In this talk, Luca introduces the concept of the modern composable monolith and discusses the challenges of microservices. He emphasizes the importance of developing modular monoliths and introduces Fastify and the Platformatic Runtime as tools for this approach. The Platformatic Runtime simplifies running modular, monolithic applications, and standardizing interfaces and communication is crucial in this context. Lastly, Luca introduces Meraki as a UI-driven tool for building composable monoliths and invites developers to join their marketplace for revolutionizing the operational experience of microservices.

1. Introduction to the Modern Composable Monolith

Short description:

Hello everyone, I'm Luca, co-founder and CEO of Platformatic. Today we have microservices, but where is the future taking us? In this talk, I will try to trigger your curiosity into a new concept and to sneak peek into some of the material that at Platformatic we already built on this topic. Microservices bridge the logical boundaries with the physical boundaries, bringing a technology, cultural, and people transformation. They bring an insane performance boost and more fault tolerance, but hurt the performance and make correctness harder.

Hello everyone, I'm extremely excited to be here at JS Nation today and to take you on a journey, the journey of the modern composable monolith. Let me start introducing myself, I'm Luca, co-founder and CEO of Platformatic, and together with my friend Matteo Collina and our amazing team, we are on a mission to completely change the world of building Node.js application in modern times.

You can connect with me and please do it on any social media and you can find me under Luca Maraschi, I'm excited to connect with you. But let me start with our journey. My grandmother Piera always told me life is like a spinning wheel and at the time, trust me, I didn't get it. But today I want to show you and prove you that she was right. Let's start.

Like every story that we heard in the past years, especially in Node, is that once upon a time there was the monolith and now microservices. Well, today, let's start from where we left the story. Today we have microservices, but where is the future taking us? In this talk, I will try to trigger your curiosity into a new concept, but especially to sneak peek into some of the material that at Platformatic we already built on this topic and to connect directly to ask any question.

But let's start with where the story ended and was left about microservices. So microservices, they bridge the logical boundaries with the physical boundaries. And what does that mean is that they basically are not only a technology transformation, but also a cultural transformation and a people transformation, like we say in any organization. Microsoft has always, when we think about it, we think about all these hexagons, right? Being composed with each other and then being streamlined into APIs. Because we are in the time of modern APIs and of the API economy, like my friends at Kong always say. And I agree with them.
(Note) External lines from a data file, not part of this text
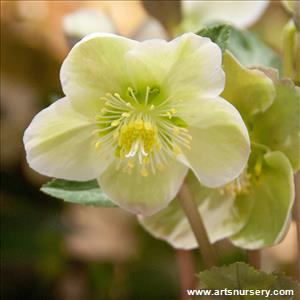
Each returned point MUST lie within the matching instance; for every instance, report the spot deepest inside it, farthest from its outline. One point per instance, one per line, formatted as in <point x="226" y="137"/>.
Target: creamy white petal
<point x="139" y="194"/>
<point x="94" y="67"/>
<point x="60" y="142"/>
<point x="220" y="142"/>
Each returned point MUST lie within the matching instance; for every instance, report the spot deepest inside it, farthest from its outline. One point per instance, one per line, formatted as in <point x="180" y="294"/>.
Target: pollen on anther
<point x="115" y="123"/>
<point x="98" y="145"/>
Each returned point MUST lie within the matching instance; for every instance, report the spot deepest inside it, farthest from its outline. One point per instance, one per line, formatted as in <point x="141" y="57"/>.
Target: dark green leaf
<point x="87" y="193"/>
<point x="219" y="34"/>
<point x="250" y="50"/>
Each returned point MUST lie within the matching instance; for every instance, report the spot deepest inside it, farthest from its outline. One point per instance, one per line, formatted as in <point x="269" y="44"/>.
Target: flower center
<point x="239" y="186"/>
<point x="141" y="132"/>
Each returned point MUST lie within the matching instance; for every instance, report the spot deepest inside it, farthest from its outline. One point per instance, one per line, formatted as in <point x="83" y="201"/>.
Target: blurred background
<point x="53" y="250"/>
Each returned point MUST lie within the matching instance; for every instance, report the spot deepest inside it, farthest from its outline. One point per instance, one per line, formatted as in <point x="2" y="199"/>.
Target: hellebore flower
<point x="137" y="116"/>
<point x="241" y="14"/>
<point x="253" y="210"/>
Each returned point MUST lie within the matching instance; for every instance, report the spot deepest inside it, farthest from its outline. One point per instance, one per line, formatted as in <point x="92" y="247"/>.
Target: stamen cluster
<point x="140" y="133"/>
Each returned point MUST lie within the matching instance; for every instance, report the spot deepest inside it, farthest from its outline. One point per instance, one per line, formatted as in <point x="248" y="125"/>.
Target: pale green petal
<point x="223" y="216"/>
<point x="242" y="14"/>
<point x="273" y="197"/>
<point x="279" y="127"/>
<point x="186" y="66"/>
<point x="220" y="143"/>
<point x="95" y="66"/>
<point x="59" y="142"/>
<point x="250" y="91"/>
<point x="139" y="194"/>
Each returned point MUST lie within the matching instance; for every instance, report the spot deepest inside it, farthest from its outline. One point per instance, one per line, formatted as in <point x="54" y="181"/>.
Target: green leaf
<point x="279" y="127"/>
<point x="250" y="91"/>
<point x="250" y="50"/>
<point x="240" y="276"/>
<point x="272" y="192"/>
<point x="219" y="34"/>
<point x="87" y="193"/>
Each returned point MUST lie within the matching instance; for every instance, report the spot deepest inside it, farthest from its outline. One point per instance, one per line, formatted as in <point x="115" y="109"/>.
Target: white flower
<point x="137" y="116"/>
We are in the midst of the API economy. And on one side, we have been extremely capable and driven by changing the world of APIs. Still, we got a little bit stagnant in how we build the logic that supports all these APIs. The core of everyone's business. And so microservices on one side brought an insane performance boost, right? Because we can scale independently, we think about micro particles of the business logic in a much more isolated way, right? They became more fault tolerance because we don't have these huge transactions that are unified into a single set of business logic, but they are distributed across multiple nodes. And if one node goes down, we can actually restore it because we were told they need to be stateless. So we started creating these abstraction boundaries. We create this facade that allow us to swap in and swap out the different implementations of the service without disrupting clients, right? And this sounds extremely exciting and positive. However, in every good story there is an however, you know, right? This actually hurt the performance because now you have a lot of services that imagine in Kubernetes or in any other system, they are basically distributed across multiple nodes and these nodes needs to communicate. And how they communicate is called the network, right? On the other side, correctness got way harder. It's a distributed system. It's very hard to manage consistent state across all these different services. And especially when I say state, I mean, logical state and physical state. Is everything equally distributed? Is everything developing the same way? And just pin this concept for later.
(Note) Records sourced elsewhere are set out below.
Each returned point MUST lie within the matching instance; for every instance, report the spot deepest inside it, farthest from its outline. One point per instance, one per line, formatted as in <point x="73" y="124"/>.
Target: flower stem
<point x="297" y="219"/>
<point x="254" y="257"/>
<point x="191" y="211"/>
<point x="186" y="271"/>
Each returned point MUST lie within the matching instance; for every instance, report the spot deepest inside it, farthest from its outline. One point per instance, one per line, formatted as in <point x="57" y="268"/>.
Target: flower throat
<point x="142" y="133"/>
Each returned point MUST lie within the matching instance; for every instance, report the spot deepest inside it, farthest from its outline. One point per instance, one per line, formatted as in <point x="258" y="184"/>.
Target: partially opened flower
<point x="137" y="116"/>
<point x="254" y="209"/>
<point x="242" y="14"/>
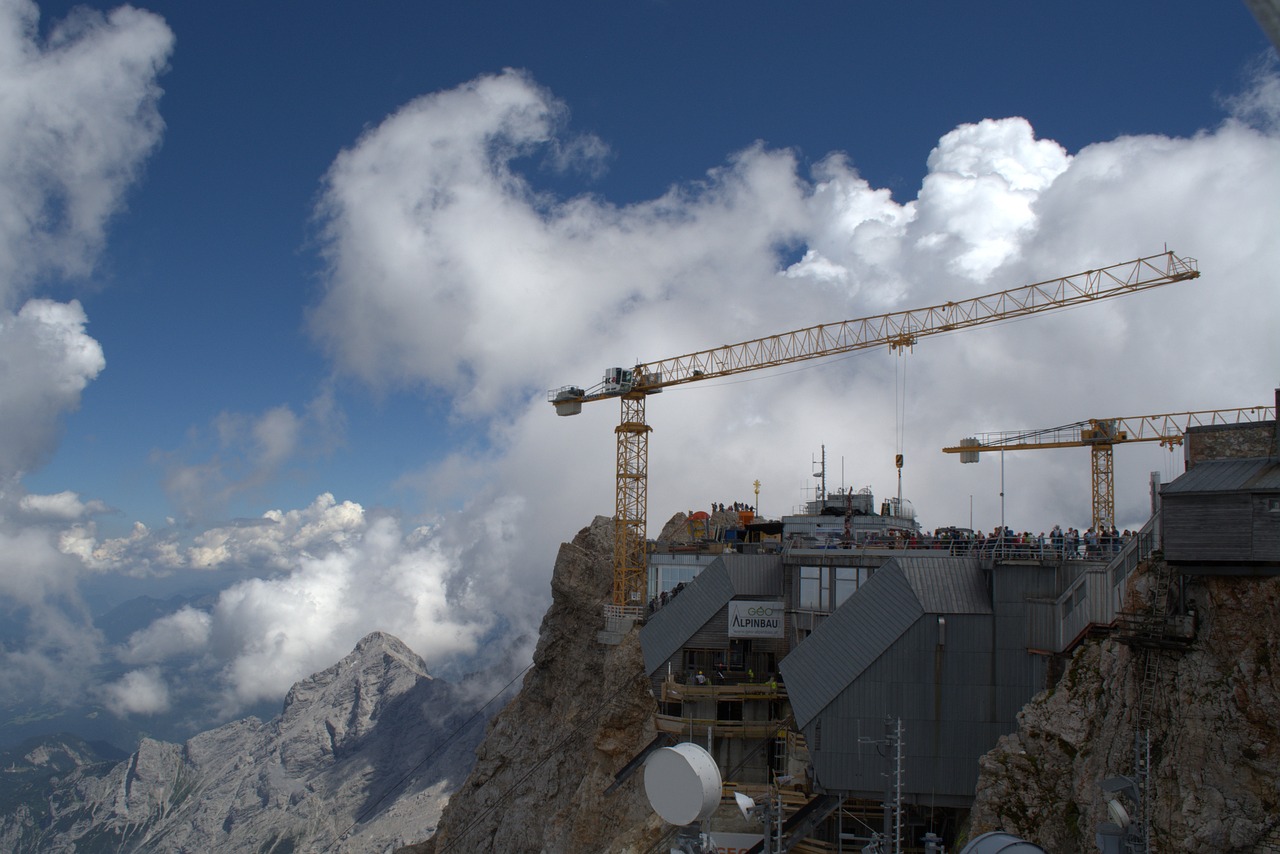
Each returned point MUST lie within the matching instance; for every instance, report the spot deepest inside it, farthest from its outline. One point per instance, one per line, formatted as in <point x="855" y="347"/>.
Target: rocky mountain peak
<point x="361" y="758"/>
<point x="543" y="773"/>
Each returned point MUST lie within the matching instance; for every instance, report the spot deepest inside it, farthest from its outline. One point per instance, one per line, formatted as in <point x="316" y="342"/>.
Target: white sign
<point x="754" y="619"/>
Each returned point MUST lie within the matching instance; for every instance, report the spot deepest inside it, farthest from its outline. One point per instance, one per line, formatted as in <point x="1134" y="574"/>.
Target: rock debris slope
<point x="583" y="712"/>
<point x="350" y="744"/>
<point x="1215" y="745"/>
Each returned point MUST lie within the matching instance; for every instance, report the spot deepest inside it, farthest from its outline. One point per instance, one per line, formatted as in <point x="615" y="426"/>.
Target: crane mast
<point x="1101" y="435"/>
<point x="896" y="329"/>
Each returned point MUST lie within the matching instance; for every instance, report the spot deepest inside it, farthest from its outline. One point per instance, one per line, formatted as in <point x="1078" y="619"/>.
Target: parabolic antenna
<point x="682" y="784"/>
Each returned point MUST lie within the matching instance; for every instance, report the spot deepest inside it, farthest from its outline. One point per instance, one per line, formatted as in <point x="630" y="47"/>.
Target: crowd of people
<point x="1059" y="543"/>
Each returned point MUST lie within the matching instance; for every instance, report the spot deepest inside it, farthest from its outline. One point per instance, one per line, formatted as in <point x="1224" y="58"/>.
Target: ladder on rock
<point x="1150" y="636"/>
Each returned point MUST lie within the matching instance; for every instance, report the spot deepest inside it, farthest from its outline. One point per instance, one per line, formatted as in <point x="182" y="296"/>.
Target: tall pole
<point x="1001" y="492"/>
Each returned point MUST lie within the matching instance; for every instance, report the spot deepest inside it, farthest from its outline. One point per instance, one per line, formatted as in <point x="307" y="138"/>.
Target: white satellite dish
<point x="682" y="784"/>
<point x="1118" y="813"/>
2. Challenges of Microservices and the Eureka Moment

Short description:

They become extremely hard to manage because they are like a distributed system. It impacts directly developers, making the development lifecycle slower and adding frustrations. We couple our application logic to the network layout, making it hard to untangle. The solution is to look backward at the composable monolith, a concept not new but endorsed by Google in a white paper.

They become extremely hard to manage because we just said it, right? They are like a distributed system. They are all independently developed, independently deployed, independently managed, right? And so, this actually causes a huge freeze in the APIs, right? Because we just said before, the APIs, they are this aggregation of all these microservices. And so, at the end of the day, what happened is that it impacts directly developers. It makes the development lifecycle way slower and it adds frustrations to developers because there are more barriers to overcome before we can get our microservices to production.

But I would say even more, we couple our application logic, our applications to the network layout with a network taxonomy, and these become extremely hard to untangle. And also, it makes versioning extremely complicated because application binaries are released independently. Every single microservice has its own lifecycle. Have you ever wondered which version should this service have? That's actually a very good question. But there was a eureka moment. There was a time that we said, hmm, we saw the light. And that was the time of the composable monolith.

So, what is the solution to all these problems? Well, it's probably to look backward and look where we started, right? We all started the bashing and going that basically the monolith represented Java and .NET, right? And at the end, if you all remember, those technologies were deployed like a tarball that was SFTPs on an application server. And it was working, right? But what actually was not fitting was the development model, how this bundle was actually created. And so, this is not a new concept, right? And I'm not the first one. We are not, like, crazy saying about this composable monolith. But Google actually wrote a white paper saying that the future of modern development in the cloud is with a composable monolith. This is the white paper. I highly recommend you to download it, read it. It's a phenomenal paper. And I personally think it gives a phenomenal view on modern ways of interpreting software development.